Participants and Procedure

Participants were youth with type 1 diabetes and their maternal and paternal caregivers who were followed at pediatric diabetes clinics at three university-affiliated medical centers in the United States. Institutional review boards at each site approved the study. Data were collected as part of a 3-year ongoing longitudinal study. This is the first article from this data set with a primary focus on family communication using observational data and 3-year outcomes. Three previous studies have been published using the 3-year outcomes from this data set (Hilliard et al., 2014; Rohan et al., 2014; Wu et al., 2014). However, the focus of these studies is different than that of the present study.

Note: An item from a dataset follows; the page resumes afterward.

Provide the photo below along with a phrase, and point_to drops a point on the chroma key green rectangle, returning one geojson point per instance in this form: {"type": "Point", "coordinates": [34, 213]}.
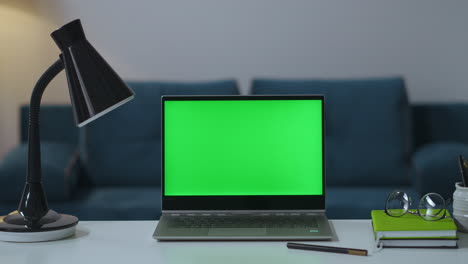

Children and their caregivers were recruited as part of a larger prospective study examining predictors of glycemic control and treatment adherence during a routine outpatient clinic visit. Clinic staff identified potentially eligible participants who were then approached by research staff who provided families with information about the study. Inclusion criteria included a diagnosis of type 1 diabetes for at least 1 year, aged 9–11 years at the time of recruitment, English speaking, absence of potential secondary causes of their type 1 diabetes diagnosis (e.g., cystic fibrosis, glucocorticoid treatment), and no plans to move out of the area within the following 3 years. Families were excluded based on the following criteria: Current involvement in foster care at baseline, presence of severe psychiatric disorders, diagnosis of mental retardation, or comorbid chronic conditions (e.g., renal disease) that required intensive ongoing treatment.

Of the 361 families who were approached for the study, 240 (66.5%) provided consent and participated at baseline. Reasons cited for not participating included being too busy (n = 54), no transportation (n = 3), and other (n = 64; not interested in research, did not return recruitment phone calls, did not attend clinic regularly, etc.). A parent or legal guardian provided signed informed consent for each child, written assent was gathered from children who were 11 years old, and verbal assent was obtained from children <11 years old according to the guidelines established at the local institutional review board. After enrollment, one child was diagnosed with monogenic diabetes of the young, was no longer treated with insulin, and was thus dropped from the study and analysis.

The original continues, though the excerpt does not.